До восстановления работал на разных работах: плановиком при МТС, научным сотрудником при опытной станции и даже калькулятором при железнодорожных буфетах. Но работать везде было трудно, ко мне, как исключенному, относились подозрительно.

Когда меня восстановили, я пошел работать по своей специальности, и 1939–1941, 1942, 1943 и до 1947 года я работал агрономом в Московской области.

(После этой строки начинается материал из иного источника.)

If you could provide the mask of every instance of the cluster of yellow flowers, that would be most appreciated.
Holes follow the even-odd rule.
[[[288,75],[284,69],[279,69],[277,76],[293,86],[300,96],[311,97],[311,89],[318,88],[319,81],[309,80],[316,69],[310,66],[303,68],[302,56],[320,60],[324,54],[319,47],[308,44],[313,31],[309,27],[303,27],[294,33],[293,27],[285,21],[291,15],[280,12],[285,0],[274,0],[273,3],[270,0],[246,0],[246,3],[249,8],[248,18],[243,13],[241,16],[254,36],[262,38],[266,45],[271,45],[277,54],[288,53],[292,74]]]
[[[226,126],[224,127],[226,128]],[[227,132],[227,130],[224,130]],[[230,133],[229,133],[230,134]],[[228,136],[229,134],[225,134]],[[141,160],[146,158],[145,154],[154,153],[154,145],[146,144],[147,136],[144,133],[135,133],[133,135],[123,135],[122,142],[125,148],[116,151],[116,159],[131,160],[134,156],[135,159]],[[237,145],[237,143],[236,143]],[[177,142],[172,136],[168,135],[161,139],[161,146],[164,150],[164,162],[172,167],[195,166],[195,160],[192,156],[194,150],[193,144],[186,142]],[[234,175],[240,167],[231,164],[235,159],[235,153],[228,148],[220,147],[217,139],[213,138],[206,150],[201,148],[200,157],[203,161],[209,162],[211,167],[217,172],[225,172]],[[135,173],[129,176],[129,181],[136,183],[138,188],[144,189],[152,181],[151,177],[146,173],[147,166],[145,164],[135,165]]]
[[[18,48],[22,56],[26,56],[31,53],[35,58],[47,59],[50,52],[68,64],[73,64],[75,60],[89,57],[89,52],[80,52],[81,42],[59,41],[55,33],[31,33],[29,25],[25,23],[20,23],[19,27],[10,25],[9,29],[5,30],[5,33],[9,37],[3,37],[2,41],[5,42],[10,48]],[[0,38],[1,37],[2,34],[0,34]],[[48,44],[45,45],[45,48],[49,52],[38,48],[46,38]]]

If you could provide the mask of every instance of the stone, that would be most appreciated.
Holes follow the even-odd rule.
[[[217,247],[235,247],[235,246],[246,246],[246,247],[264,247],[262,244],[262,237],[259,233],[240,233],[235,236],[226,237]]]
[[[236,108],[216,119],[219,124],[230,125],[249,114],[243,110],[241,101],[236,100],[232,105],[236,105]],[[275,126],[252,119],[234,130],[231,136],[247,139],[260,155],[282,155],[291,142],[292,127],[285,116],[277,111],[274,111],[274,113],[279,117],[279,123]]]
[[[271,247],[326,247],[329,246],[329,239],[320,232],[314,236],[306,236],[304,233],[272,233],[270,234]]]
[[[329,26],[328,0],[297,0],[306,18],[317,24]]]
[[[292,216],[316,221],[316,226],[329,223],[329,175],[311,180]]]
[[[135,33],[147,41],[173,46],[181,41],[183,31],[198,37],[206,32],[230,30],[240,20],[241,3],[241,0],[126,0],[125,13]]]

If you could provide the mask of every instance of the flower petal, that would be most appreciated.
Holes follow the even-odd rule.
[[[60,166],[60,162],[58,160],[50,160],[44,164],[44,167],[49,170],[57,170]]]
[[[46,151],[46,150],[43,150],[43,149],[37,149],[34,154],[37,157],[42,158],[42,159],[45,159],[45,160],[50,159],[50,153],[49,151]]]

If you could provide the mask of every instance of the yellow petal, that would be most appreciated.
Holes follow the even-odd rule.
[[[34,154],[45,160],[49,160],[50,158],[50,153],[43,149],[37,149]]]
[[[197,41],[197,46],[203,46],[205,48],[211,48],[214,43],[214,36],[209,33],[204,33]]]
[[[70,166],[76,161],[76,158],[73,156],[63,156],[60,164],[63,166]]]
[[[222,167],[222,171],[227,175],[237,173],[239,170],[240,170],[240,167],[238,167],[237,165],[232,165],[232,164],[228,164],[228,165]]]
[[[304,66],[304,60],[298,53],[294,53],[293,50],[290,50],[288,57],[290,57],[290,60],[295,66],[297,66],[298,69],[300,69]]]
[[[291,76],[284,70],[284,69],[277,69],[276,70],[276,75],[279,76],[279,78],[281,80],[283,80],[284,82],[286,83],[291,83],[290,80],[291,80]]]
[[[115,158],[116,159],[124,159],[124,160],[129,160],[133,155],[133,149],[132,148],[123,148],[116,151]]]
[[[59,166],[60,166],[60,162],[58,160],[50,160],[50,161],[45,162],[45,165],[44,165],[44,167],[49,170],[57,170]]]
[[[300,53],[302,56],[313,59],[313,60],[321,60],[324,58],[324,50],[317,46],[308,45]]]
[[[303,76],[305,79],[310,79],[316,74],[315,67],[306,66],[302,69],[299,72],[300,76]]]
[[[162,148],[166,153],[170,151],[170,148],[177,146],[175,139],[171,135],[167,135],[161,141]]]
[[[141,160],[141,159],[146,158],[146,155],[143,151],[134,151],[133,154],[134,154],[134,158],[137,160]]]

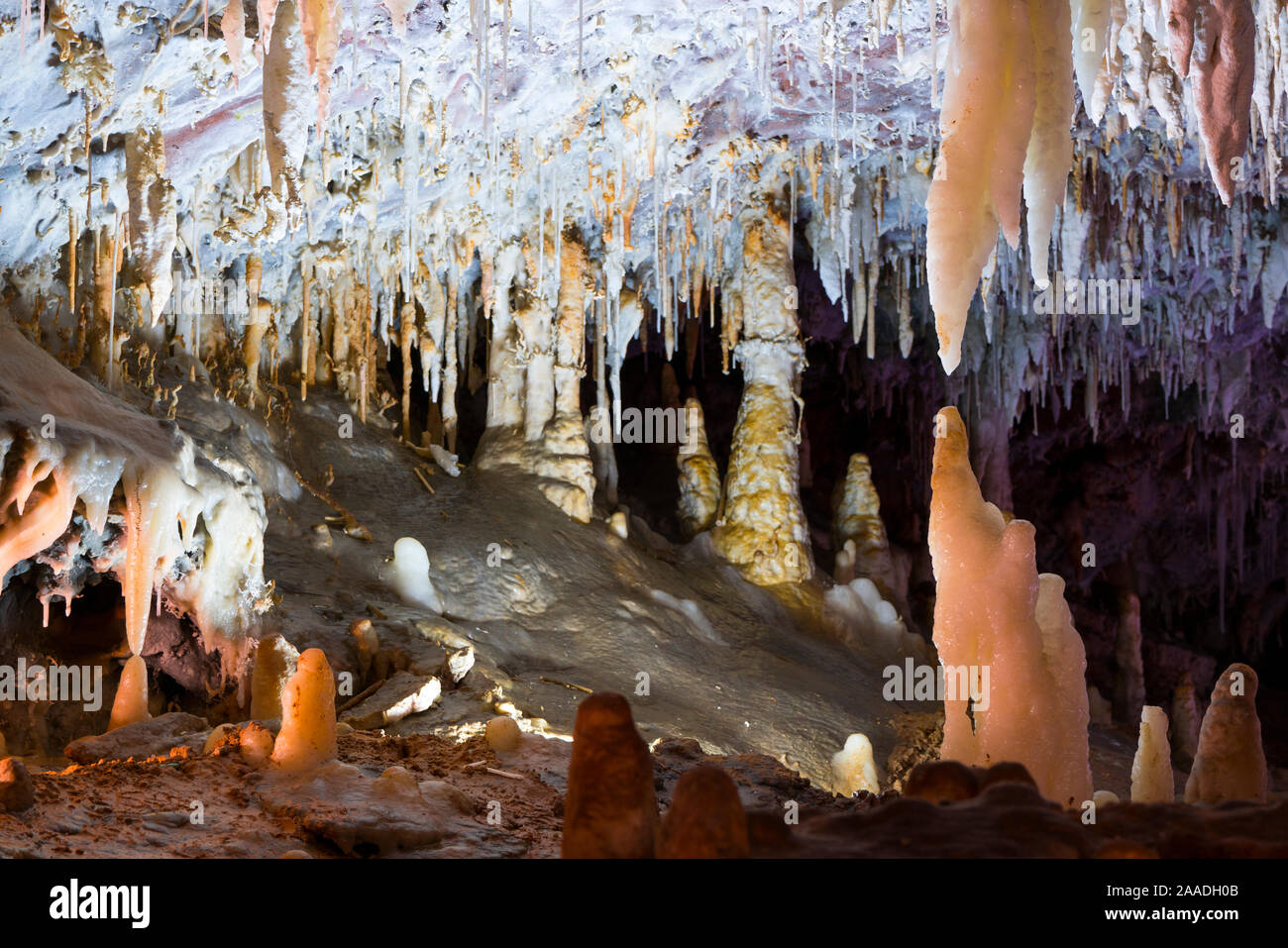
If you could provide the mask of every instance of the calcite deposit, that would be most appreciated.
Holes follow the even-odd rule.
[[[1285,0],[0,76],[0,857],[1284,853]]]

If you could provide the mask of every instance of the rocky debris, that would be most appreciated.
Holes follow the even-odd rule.
[[[36,788],[21,757],[0,760],[0,810],[17,813],[33,806]]]
[[[460,790],[442,781],[417,781],[402,766],[371,778],[352,764],[335,761],[272,781],[260,796],[268,813],[289,817],[346,855],[424,850],[462,833],[495,836],[492,854],[513,855],[519,848],[479,827],[474,804]]]
[[[913,768],[903,792],[933,804],[961,802],[979,795],[979,777],[956,760],[933,760]]]
[[[658,832],[653,759],[621,694],[582,699],[564,800],[564,858],[648,858]]]
[[[502,715],[487,723],[484,737],[487,737],[488,747],[497,754],[504,754],[519,746],[519,742],[523,741],[523,732],[516,720]]]
[[[340,720],[358,730],[383,728],[428,711],[442,693],[438,678],[399,671],[355,707],[341,712]]]
[[[675,784],[657,854],[670,859],[742,859],[751,854],[738,787],[717,766],[701,765]]]
[[[173,747],[204,748],[209,732],[210,725],[204,717],[171,711],[148,721],[126,724],[107,734],[72,741],[63,754],[76,764],[164,756]]]

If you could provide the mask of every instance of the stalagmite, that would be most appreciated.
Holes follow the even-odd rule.
[[[640,859],[658,833],[653,757],[621,694],[595,692],[577,706],[564,797],[565,859]]]
[[[282,690],[299,661],[300,653],[277,632],[259,640],[250,679],[251,717],[268,721],[282,716]]]
[[[112,717],[107,729],[116,730],[126,724],[138,724],[151,717],[148,714],[148,668],[139,656],[130,656],[116,685]]]
[[[264,276],[264,264],[258,254],[246,259],[246,286],[249,301],[246,310],[246,336],[242,341],[242,363],[246,366],[246,388],[251,401],[260,397],[259,361],[264,346],[264,334],[273,322],[273,308],[259,296]]]
[[[984,501],[956,408],[936,415],[929,541],[945,668],[940,756],[1020,761],[1045,796],[1078,805],[1091,797],[1086,653],[1064,582],[1038,576],[1033,524],[1006,522]]]
[[[282,729],[273,744],[273,766],[286,773],[312,770],[335,760],[335,679],[321,649],[300,654],[282,690]]]
[[[800,582],[814,572],[800,502],[797,398],[801,343],[790,305],[795,278],[781,196],[743,222],[743,371],[716,550],[757,585]]]
[[[876,583],[882,596],[895,596],[899,583],[867,455],[850,455],[845,480],[837,484],[832,510],[832,542],[853,558],[849,563],[854,568],[853,576],[846,582],[866,576]]]
[[[1011,247],[1019,241],[1036,88],[1028,4],[960,0],[949,5],[949,33],[926,198],[926,273],[945,372],[961,362],[966,314],[998,225]]]
[[[443,612],[443,600],[429,578],[429,554],[415,537],[394,544],[393,578],[398,595],[431,612]]]
[[[854,796],[860,790],[880,793],[877,768],[872,763],[872,742],[864,734],[850,734],[845,747],[832,755],[832,781],[841,796]]]
[[[1055,4],[1054,4],[1055,5]],[[1072,0],[1073,63],[1082,91],[1082,107],[1094,125],[1105,117],[1105,99],[1097,94],[1100,75],[1106,71],[1112,0]]]
[[[1133,804],[1170,804],[1176,797],[1172,783],[1172,748],[1167,742],[1167,715],[1146,705],[1140,714],[1140,738],[1131,765]]]
[[[746,859],[747,814],[738,787],[717,766],[698,765],[675,782],[662,818],[657,854],[663,859]]]
[[[165,142],[158,124],[142,126],[126,137],[125,174],[130,194],[130,254],[147,283],[152,325],[156,326],[174,289],[170,258],[179,233],[175,193],[165,176]]]
[[[676,464],[680,469],[680,532],[696,537],[716,522],[720,507],[720,471],[707,447],[707,428],[702,403],[684,403],[684,435]]]
[[[1212,688],[1185,802],[1266,801],[1266,752],[1257,717],[1257,672],[1235,662]]]

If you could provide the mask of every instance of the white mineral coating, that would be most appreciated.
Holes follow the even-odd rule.
[[[1257,672],[1235,662],[1212,688],[1185,802],[1266,801],[1266,752],[1257,717]]]
[[[898,582],[890,540],[881,519],[881,498],[872,483],[872,465],[867,455],[850,455],[832,510],[832,542],[842,550],[849,550],[853,544],[854,574],[872,580],[884,596],[895,595]]]
[[[1077,3],[1077,0],[1074,0]],[[1033,66],[1037,79],[1033,131],[1024,158],[1024,204],[1028,207],[1029,265],[1033,282],[1050,282],[1047,258],[1055,214],[1064,205],[1073,165],[1073,49],[1069,4],[1029,3]]]
[[[1012,249],[1019,241],[1037,82],[1029,4],[958,0],[948,6],[948,24],[939,160],[926,200],[926,274],[939,358],[952,372],[998,227]]]
[[[720,510],[720,469],[707,446],[702,403],[684,403],[684,434],[676,455],[680,469],[680,532],[687,540],[711,529]]]
[[[800,501],[801,344],[784,209],[766,198],[743,222],[743,372],[716,551],[760,586],[801,582],[814,572]]]
[[[850,734],[845,747],[832,755],[833,787],[841,796],[854,796],[860,790],[880,793],[877,768],[872,763],[872,742],[863,734]]]
[[[299,773],[335,756],[335,678],[322,650],[310,648],[282,690],[282,729],[272,761],[278,770]]]
[[[403,537],[394,544],[393,580],[403,599],[430,612],[443,612],[443,600],[429,578],[429,554],[415,537]]]
[[[1038,576],[1033,524],[1007,523],[984,501],[957,410],[940,410],[935,430],[929,536],[935,648],[944,667],[965,670],[976,692],[981,670],[989,670],[974,721],[970,696],[945,693],[940,755],[976,766],[1019,761],[1043,796],[1077,806],[1092,790],[1086,650],[1064,581]]]
[[[0,574],[67,532],[77,504],[98,535],[111,511],[121,540],[95,568],[121,583],[130,652],[142,654],[156,592],[192,616],[207,649],[224,643],[236,659],[265,591],[264,501],[250,473],[198,462],[187,435],[77,377],[4,318],[0,406]],[[52,437],[39,435],[50,417]]]
[[[1097,93],[1100,75],[1106,70],[1109,49],[1110,0],[1072,0],[1073,64],[1087,116],[1096,125],[1105,115],[1105,99]]]
[[[263,9],[263,5],[260,6]],[[277,4],[264,57],[264,151],[273,191],[299,200],[300,166],[309,140],[313,88],[295,0]]]
[[[282,692],[291,680],[300,653],[277,632],[265,635],[255,647],[250,675],[250,716],[268,721],[282,716]]]
[[[148,667],[139,656],[125,659],[121,680],[116,684],[112,716],[107,729],[116,730],[126,724],[138,724],[151,717],[148,714]]]
[[[1172,747],[1167,741],[1163,708],[1145,705],[1140,712],[1140,738],[1131,764],[1131,801],[1170,804],[1176,799],[1172,783]]]

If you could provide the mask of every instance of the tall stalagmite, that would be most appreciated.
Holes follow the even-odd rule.
[[[742,403],[725,473],[716,550],[761,586],[800,582],[814,572],[800,501],[800,372],[787,202],[766,196],[743,215]]]
[[[1086,652],[1064,582],[1038,576],[1033,524],[1007,523],[984,501],[956,408],[939,412],[935,434],[934,640],[945,681],[974,681],[979,694],[972,703],[960,685],[945,693],[940,754],[981,766],[1019,761],[1045,796],[1078,805],[1091,799]]]

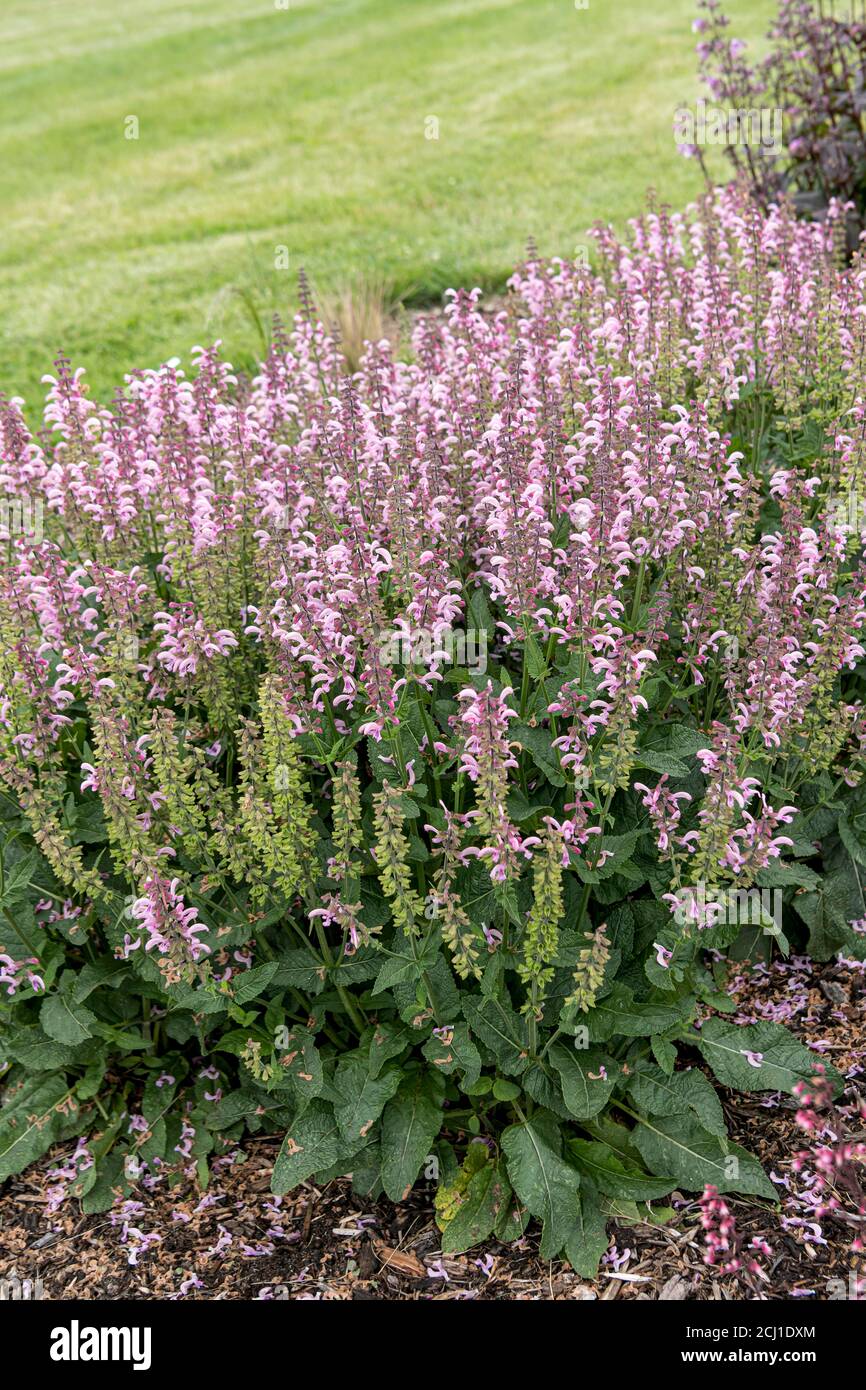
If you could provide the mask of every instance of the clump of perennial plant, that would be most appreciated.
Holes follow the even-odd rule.
[[[407,360],[304,289],[249,384],[3,403],[0,1177],[75,1136],[101,1211],[277,1131],[277,1193],[438,1179],[445,1250],[588,1275],[612,1211],[776,1195],[695,1063],[812,1074],[728,947],[863,956],[842,215],[726,189]]]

Здесь я опять спотыкаюсь. Что за невнятица — «1939-41, 42, 43 и до 47… работал агрономом…»? А куда, собственно, делась Великая Отечественная? Отец же воевал. Есть наградной лист. Есть медаль «За оборону Москвы». Были друзья по ополчению, рассказы. А в биографии — ни слова. Почему? Не могу понять.

В январе 41-го отцу исполнилось пятьдесят — непризывной возраст. Его и не призвали, он пошел без призыва, когда фашисты подступили к Москве. А мог бы и не пойти, мог эвакуироваться, переждать, пересидеть в тепле войну, бомбежки, страх смерти — весь тот ужас, которого он и до того хватил с лихвой. Мог бы? Нет, он не мог.

Время человек не выбирает. Ему не дано решать, когда жить. Зато, как жить, каждый может выбрать сам. И выбор прост, от века одинаков: или — «Почему я?!», или — «Если не я, то кто же?». У отца — второй вариант.

С берез, неслышен, невесом,
Слетает желтый лист.
Старинный вальс «Осенний сон»
Играет гармонист…

В доме чисто, солнечно, пахнет пирогами. Родители празднуют не то 1 мая, не то День Победы. Гости только что разошлись. Мать с отцом сидят за неубранным столом и под отцовскую гармонь поют. Поют истово и самозабвенно, даже я сейчас не существую для них. «В лесу прифронтовом» сменяет «Землянка», потом «Огонек». Лица у родителей становятся строгие, одухотворенные, не такие, как всегда.